Nodal protein processing and fibroblast growth factor 4 synergize to maintain a trophoblast stem cell microenvironment

Abstract

Before implantation in the uterus, mammalian embryos set aside trophoblast stem cells that are maintained in the extraembryonic ectoderm (ExE) during gastrulation to generate the fetal portion of the placenta. Their proliferation depends on diffusible signals from neighboring cells in the epiblast, including fibroblast growth factor 4 (Fgf4). Here, we show that Fgf4 expression is induced by the transforming growth factor beta-related protein Nodal. Together with Fgf4, Nodal also acts directly on neighboring ExE to sustain a microenvironment that inhibits precocious differentiation of trophoblast stem cells. Because the ExE itself produces the proteases Furin and PACE4 to activate Nodal, it represents the first example, to our knowledge, of a stem cell compartment that actively maintains its own microenvironment.

Fig. 1.

Genetic inactivation of Furin and PACE4 or Nodal accelerates the differentiation of TSCs. (A) Sagittal sections through the extraembryonic region on E7.5 shows an expansion of EPC at the expense of the chorion (ch) in Furin/PACE4-deficient DKO embryos (Right), compared with compound heterozygotes (Left). The mutant embryo is also shown at low magnification (the left portion at Right) to indicate the junction between the epiblast and the enlarged EPC (stippled lines). The high magnification (right portion at Right) corresponds to the boxed area. (B) On day E7.5, expression of the EPC marker Mash2 is expanded toward the epiblast boundary (stippled lines) in both DKO (second and third columns) and Nodal mutants (fourth column), whereas progenitor cells marked by Errβ and Cdx2 mRNA in the ExE and chorion are reduced or absent. (Bottom) One day earlier (E6.5), Fgf4 expression in the epiblast was down-regulated compared with control litter mates (first column).

Fig. 2.

Processed Nodal stimulates autoinduction and expression of Fgf4. (A) Intact embryos dissected at E5.75 (Left) were cut twice (stippled lines) before or after enzymatic digestion of the overlying VE layer to culture isolated epiblast (Epi) and ExE explants. (B) Compared with cultured whole embryos (WE), epiblast explants deprived of ExE and VE show reduced expression levels of a Nodal^lacZ reporter allele. Background staining in Ndl^+/+ explants lacking the lacZ allele is negligible.

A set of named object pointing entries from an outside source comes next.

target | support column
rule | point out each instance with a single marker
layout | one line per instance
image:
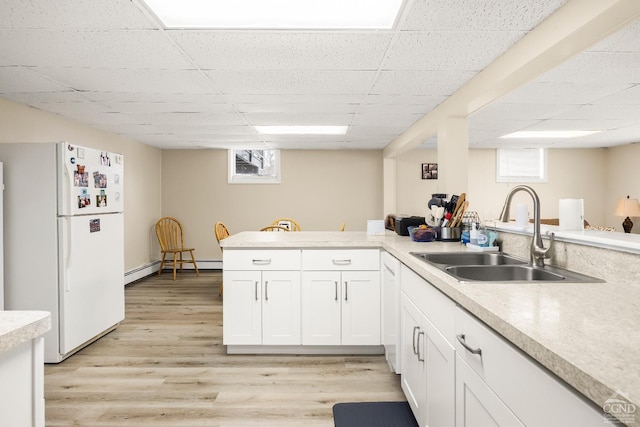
(389, 185)
(453, 155)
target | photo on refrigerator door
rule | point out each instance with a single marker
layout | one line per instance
(101, 199)
(80, 179)
(99, 180)
(84, 199)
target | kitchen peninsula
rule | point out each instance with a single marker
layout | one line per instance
(584, 333)
(22, 367)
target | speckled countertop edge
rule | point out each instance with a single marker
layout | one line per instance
(575, 345)
(17, 327)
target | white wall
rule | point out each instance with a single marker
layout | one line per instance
(320, 189)
(599, 176)
(142, 169)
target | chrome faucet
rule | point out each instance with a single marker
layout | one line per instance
(538, 252)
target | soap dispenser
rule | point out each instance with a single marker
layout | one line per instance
(473, 234)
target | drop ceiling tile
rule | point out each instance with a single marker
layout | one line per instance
(625, 40)
(134, 81)
(293, 82)
(189, 118)
(41, 99)
(629, 96)
(431, 83)
(602, 112)
(169, 107)
(450, 50)
(507, 111)
(299, 108)
(283, 50)
(153, 97)
(91, 49)
(73, 14)
(405, 109)
(379, 129)
(597, 67)
(266, 99)
(563, 92)
(426, 101)
(478, 15)
(20, 80)
(580, 124)
(303, 119)
(398, 119)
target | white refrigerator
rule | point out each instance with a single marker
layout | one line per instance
(64, 240)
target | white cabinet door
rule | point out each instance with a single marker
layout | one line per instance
(413, 369)
(242, 314)
(321, 306)
(428, 368)
(281, 308)
(341, 308)
(476, 404)
(361, 308)
(440, 359)
(390, 309)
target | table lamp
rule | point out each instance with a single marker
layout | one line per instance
(627, 208)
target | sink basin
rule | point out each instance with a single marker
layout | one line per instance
(468, 258)
(497, 267)
(502, 273)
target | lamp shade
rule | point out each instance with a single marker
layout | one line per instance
(627, 207)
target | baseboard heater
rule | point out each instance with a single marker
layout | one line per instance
(153, 267)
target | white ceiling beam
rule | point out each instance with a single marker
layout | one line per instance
(570, 30)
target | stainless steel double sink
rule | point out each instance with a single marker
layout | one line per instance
(497, 267)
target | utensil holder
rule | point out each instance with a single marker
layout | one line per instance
(448, 234)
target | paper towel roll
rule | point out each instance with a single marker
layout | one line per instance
(522, 215)
(571, 214)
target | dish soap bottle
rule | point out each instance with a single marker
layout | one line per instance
(473, 234)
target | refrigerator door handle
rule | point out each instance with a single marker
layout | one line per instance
(66, 247)
(65, 184)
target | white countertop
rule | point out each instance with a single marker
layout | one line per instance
(624, 242)
(17, 327)
(586, 333)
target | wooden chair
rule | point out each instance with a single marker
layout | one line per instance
(171, 239)
(274, 228)
(221, 232)
(289, 223)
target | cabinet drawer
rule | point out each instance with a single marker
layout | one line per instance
(519, 380)
(288, 259)
(343, 259)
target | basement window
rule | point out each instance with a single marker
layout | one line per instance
(521, 165)
(254, 167)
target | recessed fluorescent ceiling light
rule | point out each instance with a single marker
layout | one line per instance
(301, 130)
(282, 14)
(550, 133)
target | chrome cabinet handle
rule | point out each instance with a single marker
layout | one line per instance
(420, 359)
(461, 340)
(413, 339)
(393, 273)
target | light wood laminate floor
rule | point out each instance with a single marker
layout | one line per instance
(165, 365)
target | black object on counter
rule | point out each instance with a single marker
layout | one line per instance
(402, 223)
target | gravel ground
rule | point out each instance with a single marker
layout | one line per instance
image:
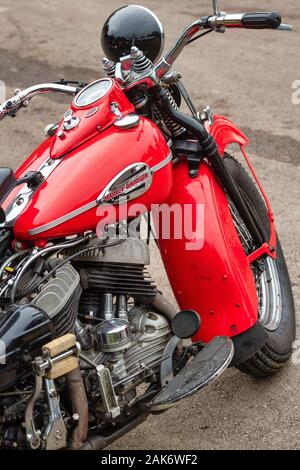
(246, 75)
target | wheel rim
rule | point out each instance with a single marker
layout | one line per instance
(270, 298)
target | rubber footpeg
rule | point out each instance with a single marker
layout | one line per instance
(186, 324)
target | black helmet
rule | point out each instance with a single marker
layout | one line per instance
(129, 26)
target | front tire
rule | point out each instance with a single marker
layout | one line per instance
(277, 312)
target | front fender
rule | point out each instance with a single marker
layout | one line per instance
(225, 133)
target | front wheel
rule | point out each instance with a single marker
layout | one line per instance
(275, 298)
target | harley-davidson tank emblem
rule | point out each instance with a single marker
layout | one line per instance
(131, 183)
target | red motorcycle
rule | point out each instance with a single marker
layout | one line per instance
(88, 344)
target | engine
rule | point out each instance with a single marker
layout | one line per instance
(106, 299)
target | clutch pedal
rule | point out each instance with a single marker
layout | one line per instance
(205, 367)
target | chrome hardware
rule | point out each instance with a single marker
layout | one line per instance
(216, 7)
(114, 336)
(126, 62)
(122, 76)
(115, 109)
(70, 121)
(55, 434)
(109, 67)
(172, 126)
(108, 396)
(91, 112)
(25, 194)
(140, 62)
(127, 122)
(32, 434)
(22, 98)
(121, 309)
(108, 307)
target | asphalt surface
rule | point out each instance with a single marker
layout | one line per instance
(246, 75)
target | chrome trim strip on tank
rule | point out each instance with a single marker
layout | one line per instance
(63, 219)
(87, 207)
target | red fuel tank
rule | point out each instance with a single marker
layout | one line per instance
(101, 154)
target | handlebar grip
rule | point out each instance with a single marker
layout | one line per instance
(262, 20)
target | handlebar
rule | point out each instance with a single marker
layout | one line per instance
(260, 20)
(256, 20)
(11, 106)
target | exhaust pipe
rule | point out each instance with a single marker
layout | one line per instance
(100, 442)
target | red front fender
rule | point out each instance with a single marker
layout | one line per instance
(225, 133)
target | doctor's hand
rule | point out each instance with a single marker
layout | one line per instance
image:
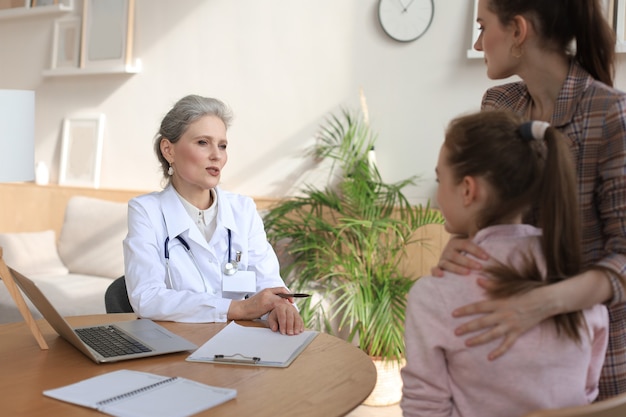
(283, 315)
(286, 319)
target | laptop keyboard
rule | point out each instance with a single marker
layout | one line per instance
(109, 341)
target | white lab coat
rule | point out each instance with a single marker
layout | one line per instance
(197, 295)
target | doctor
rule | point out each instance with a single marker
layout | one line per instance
(196, 253)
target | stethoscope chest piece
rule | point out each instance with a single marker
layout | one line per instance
(232, 266)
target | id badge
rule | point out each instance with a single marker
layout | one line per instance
(242, 281)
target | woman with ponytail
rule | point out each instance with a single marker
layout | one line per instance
(492, 169)
(563, 51)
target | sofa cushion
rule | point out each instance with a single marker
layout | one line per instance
(91, 237)
(70, 294)
(32, 253)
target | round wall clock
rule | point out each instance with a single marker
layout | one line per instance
(405, 20)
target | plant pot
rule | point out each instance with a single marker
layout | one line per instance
(388, 388)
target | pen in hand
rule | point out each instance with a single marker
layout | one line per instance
(296, 295)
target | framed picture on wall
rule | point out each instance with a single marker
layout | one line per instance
(66, 43)
(107, 31)
(10, 4)
(37, 3)
(81, 151)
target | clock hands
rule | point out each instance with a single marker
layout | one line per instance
(406, 8)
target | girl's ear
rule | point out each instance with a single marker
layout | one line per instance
(469, 188)
(520, 29)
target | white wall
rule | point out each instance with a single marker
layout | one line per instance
(282, 65)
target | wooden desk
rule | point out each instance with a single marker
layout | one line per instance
(329, 378)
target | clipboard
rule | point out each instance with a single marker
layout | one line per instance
(256, 346)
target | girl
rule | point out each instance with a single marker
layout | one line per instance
(492, 168)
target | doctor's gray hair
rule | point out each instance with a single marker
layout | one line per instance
(186, 111)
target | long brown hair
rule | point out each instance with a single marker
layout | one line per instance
(525, 170)
(559, 22)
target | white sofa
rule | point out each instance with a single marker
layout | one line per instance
(74, 270)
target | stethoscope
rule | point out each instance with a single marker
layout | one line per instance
(230, 267)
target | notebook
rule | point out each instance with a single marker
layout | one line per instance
(144, 337)
(245, 345)
(137, 394)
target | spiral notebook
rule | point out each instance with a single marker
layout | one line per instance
(127, 393)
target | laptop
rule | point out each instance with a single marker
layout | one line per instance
(138, 338)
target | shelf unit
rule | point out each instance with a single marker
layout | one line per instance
(26, 12)
(134, 68)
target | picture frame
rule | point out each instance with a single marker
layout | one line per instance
(39, 3)
(13, 4)
(81, 151)
(66, 43)
(107, 33)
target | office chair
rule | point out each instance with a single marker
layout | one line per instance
(612, 407)
(116, 297)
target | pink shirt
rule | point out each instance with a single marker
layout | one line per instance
(443, 377)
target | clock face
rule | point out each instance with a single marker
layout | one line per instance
(405, 20)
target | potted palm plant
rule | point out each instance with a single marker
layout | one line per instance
(347, 241)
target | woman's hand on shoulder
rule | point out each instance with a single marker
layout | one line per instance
(454, 257)
(506, 319)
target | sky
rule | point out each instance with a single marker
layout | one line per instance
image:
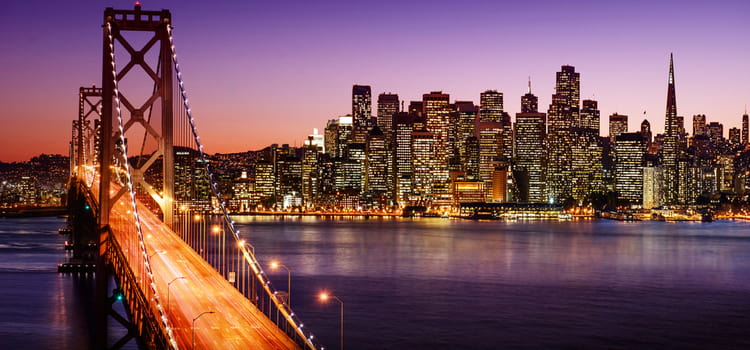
(262, 72)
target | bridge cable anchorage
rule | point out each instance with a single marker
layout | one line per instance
(248, 255)
(131, 190)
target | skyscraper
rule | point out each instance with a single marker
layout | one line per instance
(629, 155)
(745, 132)
(670, 148)
(388, 105)
(361, 105)
(734, 136)
(529, 101)
(699, 125)
(376, 169)
(423, 153)
(587, 153)
(437, 116)
(403, 125)
(491, 106)
(618, 124)
(531, 158)
(646, 132)
(563, 114)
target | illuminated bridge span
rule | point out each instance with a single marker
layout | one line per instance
(147, 211)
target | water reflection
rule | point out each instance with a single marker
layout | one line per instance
(525, 284)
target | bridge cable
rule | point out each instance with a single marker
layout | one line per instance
(131, 190)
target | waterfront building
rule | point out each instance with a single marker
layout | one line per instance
(652, 183)
(618, 124)
(630, 149)
(388, 106)
(310, 171)
(646, 132)
(531, 157)
(467, 192)
(745, 130)
(672, 142)
(289, 181)
(699, 125)
(376, 169)
(403, 125)
(471, 159)
(491, 106)
(734, 137)
(529, 101)
(437, 117)
(563, 113)
(361, 105)
(490, 142)
(423, 160)
(716, 134)
(725, 174)
(265, 182)
(587, 153)
(467, 117)
(330, 137)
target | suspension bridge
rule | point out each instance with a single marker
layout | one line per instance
(147, 213)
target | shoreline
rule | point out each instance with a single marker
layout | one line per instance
(32, 212)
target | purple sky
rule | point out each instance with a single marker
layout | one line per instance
(268, 72)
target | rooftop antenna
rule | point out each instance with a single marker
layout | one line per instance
(529, 85)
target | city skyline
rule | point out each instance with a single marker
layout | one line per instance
(625, 75)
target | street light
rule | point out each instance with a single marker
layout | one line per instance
(169, 285)
(197, 317)
(275, 265)
(324, 297)
(156, 252)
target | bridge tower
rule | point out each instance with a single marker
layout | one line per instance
(125, 116)
(84, 132)
(154, 114)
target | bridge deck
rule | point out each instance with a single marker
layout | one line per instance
(236, 323)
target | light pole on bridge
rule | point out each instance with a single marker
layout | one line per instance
(275, 265)
(170, 285)
(325, 297)
(197, 317)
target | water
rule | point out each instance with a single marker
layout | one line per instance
(450, 284)
(445, 284)
(39, 308)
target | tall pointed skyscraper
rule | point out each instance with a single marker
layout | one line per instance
(670, 151)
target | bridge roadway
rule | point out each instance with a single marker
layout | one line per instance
(236, 323)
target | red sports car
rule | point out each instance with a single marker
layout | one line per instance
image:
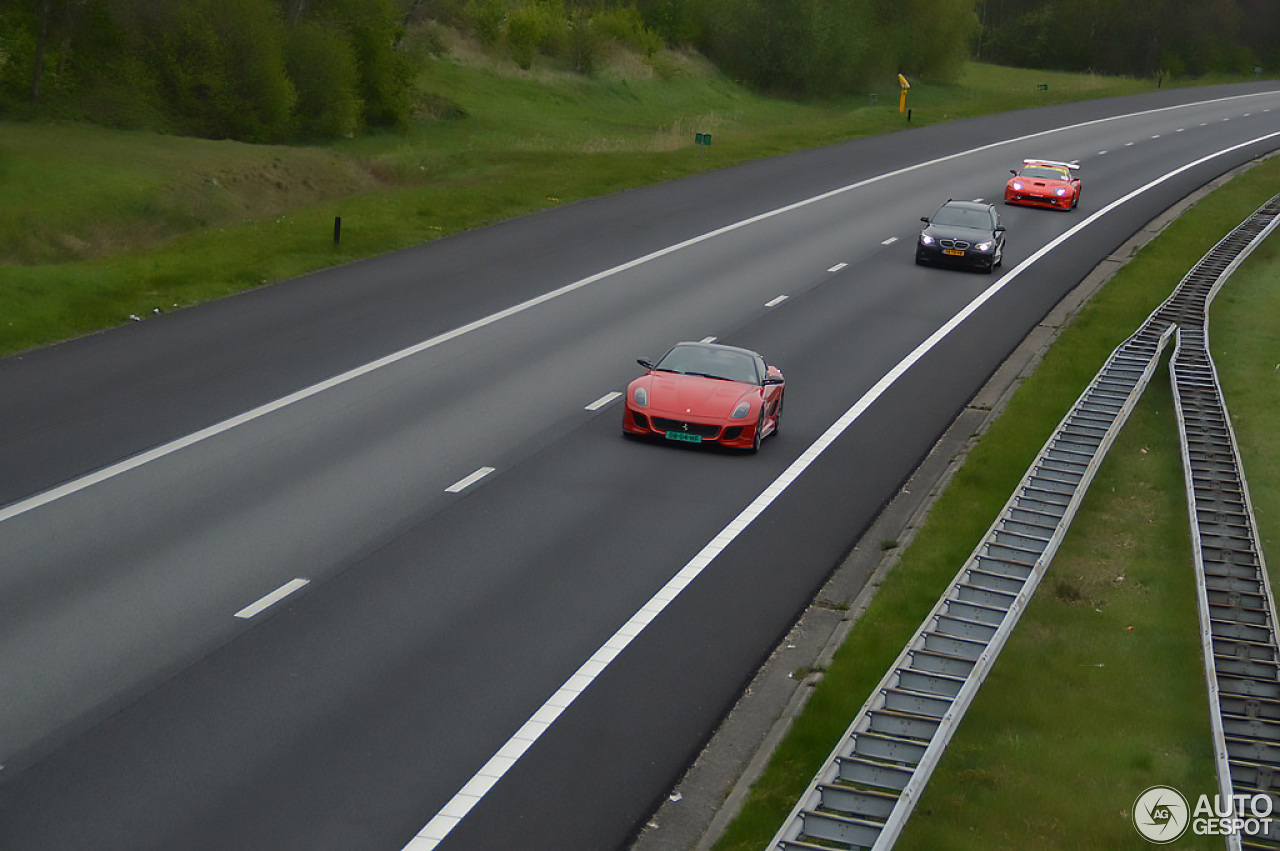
(705, 393)
(1045, 183)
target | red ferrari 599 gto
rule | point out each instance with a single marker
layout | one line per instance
(705, 393)
(1045, 183)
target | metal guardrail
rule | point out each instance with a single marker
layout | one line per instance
(1237, 608)
(865, 791)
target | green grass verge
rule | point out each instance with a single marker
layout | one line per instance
(97, 224)
(1100, 691)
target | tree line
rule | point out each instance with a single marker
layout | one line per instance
(310, 69)
(1153, 37)
(246, 69)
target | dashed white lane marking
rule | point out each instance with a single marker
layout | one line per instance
(248, 416)
(272, 599)
(462, 484)
(603, 401)
(493, 771)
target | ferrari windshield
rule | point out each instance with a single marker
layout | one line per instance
(1043, 174)
(711, 361)
(961, 216)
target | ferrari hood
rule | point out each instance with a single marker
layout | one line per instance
(694, 396)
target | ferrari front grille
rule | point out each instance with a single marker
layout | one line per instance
(700, 429)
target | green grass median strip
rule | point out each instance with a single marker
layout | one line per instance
(1100, 691)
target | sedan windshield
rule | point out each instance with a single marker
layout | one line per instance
(711, 362)
(963, 218)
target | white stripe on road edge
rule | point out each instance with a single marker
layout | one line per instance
(474, 791)
(603, 401)
(76, 485)
(462, 484)
(270, 599)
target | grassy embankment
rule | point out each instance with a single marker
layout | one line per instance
(99, 224)
(1100, 692)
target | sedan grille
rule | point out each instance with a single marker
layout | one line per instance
(700, 429)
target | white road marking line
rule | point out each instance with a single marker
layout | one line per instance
(465, 800)
(603, 401)
(272, 599)
(462, 484)
(99, 476)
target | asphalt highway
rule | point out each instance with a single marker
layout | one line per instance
(361, 559)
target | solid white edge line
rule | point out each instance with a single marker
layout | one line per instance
(272, 599)
(457, 808)
(76, 485)
(603, 401)
(462, 484)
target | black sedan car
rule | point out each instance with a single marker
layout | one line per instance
(963, 233)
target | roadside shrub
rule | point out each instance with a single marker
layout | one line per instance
(323, 68)
(625, 26)
(528, 28)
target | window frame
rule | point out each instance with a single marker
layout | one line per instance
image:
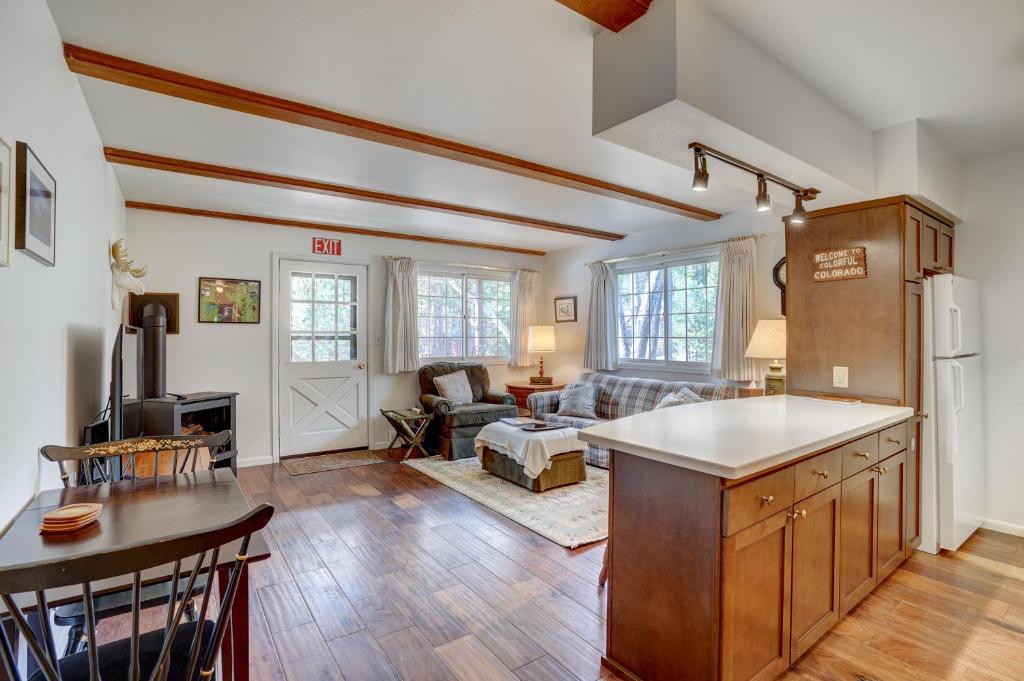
(466, 274)
(695, 256)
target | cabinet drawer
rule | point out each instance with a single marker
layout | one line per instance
(860, 454)
(818, 473)
(757, 500)
(892, 439)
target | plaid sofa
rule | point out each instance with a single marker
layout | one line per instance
(616, 397)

Ndl, Nodal. (C) The cleaved, mature form of Nodal (filled rectangle) in conditioned medium of transfected 293T cells (Left, lane 2) amplifies expression of the Nodal^lacZ reporter allele (Center), whereas an SPC-resistant mutant precursor precursor (lane 1) has no effect. (D) Recombinant Nodal can also rescue expression of Fgf4, whereas conditioned medium of untransfected, parental 293T cells (mock) was inactive.

Fig. 3.

The combined action of epiblast-derived Nodal and FGF4 inhibits precocious differentiation of the ExE. (A) In ExE explants, removal of the epiblast and EPC results in ectopic expression of Mash2 at the expense of Errβ, Cdx2, and Eomesodermin. For clarity, the boundaries of the ExE in whole embryos (WE) are outlined. (B) FGF4 prevents ectopic expression of Mash2, and, if added together with Nodal, induces expression of Errβ, Eomes, and Cdx2 in ExE explants. Note that Nodal alone has no significant effect on Mash2. Furthermore, in negative control experiments, none of the markers examined is influenced by conditioned medium devoid of Nodal (mock).

Fig. 4.

Summary of the reciprocal inductive interactions with the epiblast that are required to prevent precocious differentiation of the ExE into EPC tissue. The cartoon depicts a sagittal section (0.8 μm) of a fixed embryo on E6.5 that served as a template (for clarity, the overlying VE layer is omitted). In this model, epiblast (EPI)-derived Nodal and Fgf4 (blue) establish a microenvironment that sustains TSCs in the adjacent ExE (red). To date, no firm evidence exists for any of the available markers that TSCs represent only a subset of ExE cells. However, the model does not exclude the possibility that some TSCs may become biased toward differentiation already within the ExE, e.g., if their apical surface exposed to amniotic fluid is below a critical size.